New LGBTQ guidelines; providing healthy and equal environment

Abigail (Oli) Grenke, Journalist

The Michigan State Board of Education (SBE) passed guidance regarding Lesbian, Gay, Bisexual, Transgender, Queer, and Questioning (LGBTQ) students. It urges Michigan schools to implement anti-harassment policies, address transgender students by their chosen name and corresponding pronouns, add LGBTQ topics “throughout the educational culture,” and more.

“The guidelines are very new. They have just risen this year, especially because marriage equality became a thing,” said senior GSA+ member Jon Pace.

The guidelines cover a large range of problems involved with LGBTQ people and their daily lives. It allows transgender students to use locker rooms, bathrooms and other gender-segregated spaces that match their gender identity, not their biological sex assigned at birth. It states that schools should allow gay-straight alliance (GSA) clubs, provide “appropriate and meaningful family engagement and support” and even change a student’s personal school record (including their gender and name) if requested.

Many people seem to agree that these policies, among others, are positive changes.

“[The guidelines] bring [LGBTQ students’] concerns forward, and people are just paying attention and becoming aware,” said Health and Consumer Sciences teacher Mrs. Dede Rush.

However, the SBE did face criticisms and strong disagreement during the months of writing the guidelines. They were eventually approved with a 6-2 vote.

“Although we’ve always had people in our culture who are part of [the LGBTQ] community, it is at the forefront more than ever before,” said Psychology and English teacher Miss Tracy Dryer. “Changes like this are new to people not a part of it.”

These guidelines are not rules or mandates and are entirely optional. Most students would not be affected if the school adopted them, because they are already closely followed.

The school already has a GSA+ club, and anti-bullying policies have been implemented.

“Right now, Northwest is very progressive compared to a lot of  schools in the state,” said Rush.

Although they are optional, the guidelines are important to consider. LGBTQ students are more likely to be bullied, harassed, and develop depression or other mental health challenge, according to

The SBE believes that these guidelines will help LGBTQ students focus and thrive in school, because they create a positive and supportive environment.

“We want to continue to make sure that our students are safe,” said Dryer.

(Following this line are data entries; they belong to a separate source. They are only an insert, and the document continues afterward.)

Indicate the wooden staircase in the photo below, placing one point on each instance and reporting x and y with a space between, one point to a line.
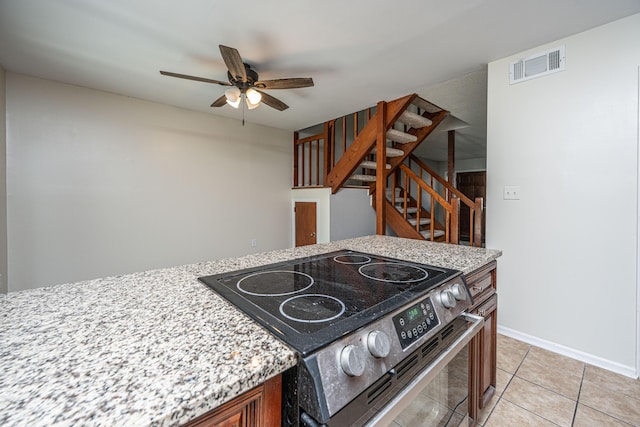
380 156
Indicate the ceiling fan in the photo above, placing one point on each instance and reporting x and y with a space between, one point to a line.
245 83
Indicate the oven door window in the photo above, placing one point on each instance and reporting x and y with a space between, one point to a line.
443 401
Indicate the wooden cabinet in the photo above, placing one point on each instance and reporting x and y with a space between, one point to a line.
260 406
482 284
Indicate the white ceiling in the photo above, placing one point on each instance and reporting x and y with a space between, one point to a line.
358 52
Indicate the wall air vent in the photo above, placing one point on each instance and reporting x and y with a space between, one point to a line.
538 65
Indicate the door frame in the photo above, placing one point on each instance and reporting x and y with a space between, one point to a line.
320 232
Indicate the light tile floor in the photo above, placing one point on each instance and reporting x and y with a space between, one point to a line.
536 387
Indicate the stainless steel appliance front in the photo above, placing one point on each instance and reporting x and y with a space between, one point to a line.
438 395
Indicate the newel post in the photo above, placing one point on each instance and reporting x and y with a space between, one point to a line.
381 161
477 222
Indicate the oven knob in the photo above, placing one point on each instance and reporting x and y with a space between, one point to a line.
352 361
378 344
458 292
447 299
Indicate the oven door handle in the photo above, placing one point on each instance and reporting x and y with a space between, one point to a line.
394 407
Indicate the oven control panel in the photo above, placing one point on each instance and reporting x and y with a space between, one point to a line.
414 322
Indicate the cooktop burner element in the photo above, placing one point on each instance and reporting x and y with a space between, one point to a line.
309 302
352 259
312 308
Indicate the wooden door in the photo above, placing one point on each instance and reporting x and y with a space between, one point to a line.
472 185
305 217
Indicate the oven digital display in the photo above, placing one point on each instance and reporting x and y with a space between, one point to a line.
415 322
413 313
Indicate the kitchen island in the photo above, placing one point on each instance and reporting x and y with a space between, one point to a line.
156 348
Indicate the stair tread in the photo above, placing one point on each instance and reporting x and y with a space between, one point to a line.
390 152
361 177
414 120
372 165
423 221
401 137
410 209
436 233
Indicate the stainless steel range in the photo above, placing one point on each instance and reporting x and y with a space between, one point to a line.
370 331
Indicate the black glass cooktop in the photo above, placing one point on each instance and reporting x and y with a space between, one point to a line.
309 302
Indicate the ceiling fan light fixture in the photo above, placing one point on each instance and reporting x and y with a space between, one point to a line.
233 96
251 105
254 96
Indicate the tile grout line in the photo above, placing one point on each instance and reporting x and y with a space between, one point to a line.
575 409
506 386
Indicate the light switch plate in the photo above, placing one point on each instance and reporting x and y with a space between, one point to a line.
511 192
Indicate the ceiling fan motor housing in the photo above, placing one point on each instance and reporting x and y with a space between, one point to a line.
252 77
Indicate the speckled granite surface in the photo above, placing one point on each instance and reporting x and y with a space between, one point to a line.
156 348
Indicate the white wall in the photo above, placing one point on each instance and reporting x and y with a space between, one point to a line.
568 274
101 184
352 214
3 185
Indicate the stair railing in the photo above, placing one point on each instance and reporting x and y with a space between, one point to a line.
315 156
475 207
412 184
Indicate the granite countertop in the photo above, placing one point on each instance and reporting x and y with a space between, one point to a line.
155 348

Students of a sexual and/or gender minority have higher rates of suicide attempts. Transgender people have a much higher risk of being murdered, just because of their gender identity, according to Centers for Disease Control and Prevention, and The Human Rights Campaign.

“[The SBE] are really concerned about the well-being of all students,” said Rush.

According to the guidelines, providing a healthy and equal environment will help students achieve academic greatness. They are intended to be a step in the right direction.